The trick for these kinds of founders is to understand what aspects of their experience and the tools they built were general to a large range of potential users. How do you balance building something that will closely fit a few customers’ needs against building something that will support a lot of different customers?
The second kind had been working outside biotech, had heard that biotech software is bad and wanted to help make it better.
These founders are starting from scratch, usually having as many conversations as they can to identify the low hanging fruit. The implicit assumption is that our software is bad because we don’t have enough engineers, so they just need to pick a problem off the backlog and solve it with engineering. There’s nothing wrong with starting from this assumption - that was me four or five years ago. But the ones who stick around realize that our software is bad for other reasons. Plus, if there was a readily available backlog of low hanging fruit, a lot of people (including, probably, me) would have already founded their own software startups to pick it off.
Which is not to say that founders aren’t building software anyway - there are a ton of really interesting new software-for-biotech startups. It’s just that none of them are picking off low hanging fruit.

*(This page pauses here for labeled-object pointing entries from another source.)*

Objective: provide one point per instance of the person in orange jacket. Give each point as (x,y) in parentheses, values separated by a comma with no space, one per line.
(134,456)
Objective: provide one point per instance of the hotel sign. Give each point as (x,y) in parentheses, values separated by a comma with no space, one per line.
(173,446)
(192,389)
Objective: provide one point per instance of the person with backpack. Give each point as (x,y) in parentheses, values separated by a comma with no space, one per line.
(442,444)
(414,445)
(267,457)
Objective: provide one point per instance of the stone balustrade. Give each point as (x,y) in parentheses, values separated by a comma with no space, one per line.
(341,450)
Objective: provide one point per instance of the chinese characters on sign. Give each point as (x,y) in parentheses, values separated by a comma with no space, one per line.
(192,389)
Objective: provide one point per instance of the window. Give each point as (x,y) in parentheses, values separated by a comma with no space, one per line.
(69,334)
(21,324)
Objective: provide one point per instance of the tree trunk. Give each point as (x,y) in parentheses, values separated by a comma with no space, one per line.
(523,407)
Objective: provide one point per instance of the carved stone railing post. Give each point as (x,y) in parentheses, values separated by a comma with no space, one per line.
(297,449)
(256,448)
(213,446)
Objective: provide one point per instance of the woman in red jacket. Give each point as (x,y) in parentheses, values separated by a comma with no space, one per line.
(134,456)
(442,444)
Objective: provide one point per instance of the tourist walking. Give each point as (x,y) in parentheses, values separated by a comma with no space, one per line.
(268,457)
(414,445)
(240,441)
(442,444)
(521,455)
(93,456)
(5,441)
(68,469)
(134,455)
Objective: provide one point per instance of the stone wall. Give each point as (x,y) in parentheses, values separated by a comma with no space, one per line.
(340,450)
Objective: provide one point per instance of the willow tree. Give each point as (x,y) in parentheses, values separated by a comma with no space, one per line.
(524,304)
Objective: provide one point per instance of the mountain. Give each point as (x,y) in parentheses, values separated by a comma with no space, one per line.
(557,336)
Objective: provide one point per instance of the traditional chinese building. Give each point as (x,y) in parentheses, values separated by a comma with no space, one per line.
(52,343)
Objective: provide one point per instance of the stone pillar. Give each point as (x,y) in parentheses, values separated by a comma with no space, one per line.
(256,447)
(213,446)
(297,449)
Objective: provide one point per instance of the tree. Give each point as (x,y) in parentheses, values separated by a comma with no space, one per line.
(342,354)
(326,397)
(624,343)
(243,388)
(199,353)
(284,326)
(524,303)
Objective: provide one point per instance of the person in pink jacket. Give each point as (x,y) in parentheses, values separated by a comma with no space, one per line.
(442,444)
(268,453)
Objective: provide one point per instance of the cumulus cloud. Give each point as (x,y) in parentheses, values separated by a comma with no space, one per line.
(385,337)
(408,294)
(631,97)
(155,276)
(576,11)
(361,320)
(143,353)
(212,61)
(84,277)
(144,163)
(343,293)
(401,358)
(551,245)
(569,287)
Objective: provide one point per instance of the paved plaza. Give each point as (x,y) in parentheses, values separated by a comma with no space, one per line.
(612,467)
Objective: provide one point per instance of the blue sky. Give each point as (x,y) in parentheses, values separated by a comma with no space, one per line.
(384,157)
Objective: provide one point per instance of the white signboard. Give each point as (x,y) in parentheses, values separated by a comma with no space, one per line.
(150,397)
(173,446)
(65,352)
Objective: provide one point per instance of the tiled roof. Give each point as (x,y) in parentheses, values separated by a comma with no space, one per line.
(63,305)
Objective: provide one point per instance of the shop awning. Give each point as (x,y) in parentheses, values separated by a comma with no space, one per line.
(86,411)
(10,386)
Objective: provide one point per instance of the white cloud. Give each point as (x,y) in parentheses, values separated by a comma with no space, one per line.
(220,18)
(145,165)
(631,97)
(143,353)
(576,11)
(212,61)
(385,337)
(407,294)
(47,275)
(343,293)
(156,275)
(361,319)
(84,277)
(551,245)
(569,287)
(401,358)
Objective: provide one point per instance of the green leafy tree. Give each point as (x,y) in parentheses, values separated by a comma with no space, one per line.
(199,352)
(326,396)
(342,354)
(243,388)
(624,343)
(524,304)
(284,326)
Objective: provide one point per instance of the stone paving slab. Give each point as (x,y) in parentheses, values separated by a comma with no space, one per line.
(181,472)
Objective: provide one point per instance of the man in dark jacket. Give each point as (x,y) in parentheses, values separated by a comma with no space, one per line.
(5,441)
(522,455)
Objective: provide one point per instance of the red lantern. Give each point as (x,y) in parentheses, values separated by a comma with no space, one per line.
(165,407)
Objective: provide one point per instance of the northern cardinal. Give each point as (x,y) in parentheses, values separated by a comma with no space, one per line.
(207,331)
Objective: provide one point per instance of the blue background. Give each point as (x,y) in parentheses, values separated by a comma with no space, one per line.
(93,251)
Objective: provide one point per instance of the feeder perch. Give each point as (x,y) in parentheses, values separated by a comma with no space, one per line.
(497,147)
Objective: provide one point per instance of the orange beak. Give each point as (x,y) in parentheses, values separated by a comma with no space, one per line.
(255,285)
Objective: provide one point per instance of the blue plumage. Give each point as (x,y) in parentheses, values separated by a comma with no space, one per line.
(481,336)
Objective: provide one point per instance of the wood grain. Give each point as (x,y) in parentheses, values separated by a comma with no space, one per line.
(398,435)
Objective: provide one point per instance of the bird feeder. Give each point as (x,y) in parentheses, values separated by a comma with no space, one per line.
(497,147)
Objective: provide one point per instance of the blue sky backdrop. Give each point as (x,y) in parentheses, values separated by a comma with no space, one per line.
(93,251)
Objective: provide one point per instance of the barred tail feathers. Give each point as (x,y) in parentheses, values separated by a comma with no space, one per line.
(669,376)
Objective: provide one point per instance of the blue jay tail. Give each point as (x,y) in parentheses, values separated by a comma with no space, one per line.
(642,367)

There are some categories like ELNs designed for modern data teams, or biotech-focused analysis platforms that feel like low hanging fruit because they’re easy to define. But they turn out to be extremely difficult to get right - not only from a technical perspective but in terms of how it fits into their users’ broader workflows. This isn’t just “build it and they will come.”
Then there are startups like Kaleidoscope and Briefly that are creating their own new categories. They’re seeing a need before their users see it, which can be a very successful strategy in the long run, but very difficult in the intermediary.
The point of all this, for any readers contemplating founding a software startup, or maybe if you already have: I don’t believe it’s enough to find some low hanging fruit that a group of users already recognizes as something they need. It isn’t enough to give them a tool that simply fits in with how they work today. For biotech startups to leverage data effectively, they need to fundamentally change how they work, beyond just the tools themselves. Good software will enable and even drive these changes. This means you need to identify the problems and pain points your users aren’t even aware of and build something that will allow them to work a better way.
This won’t be easy. But if it was, someone else would’ve done it by now.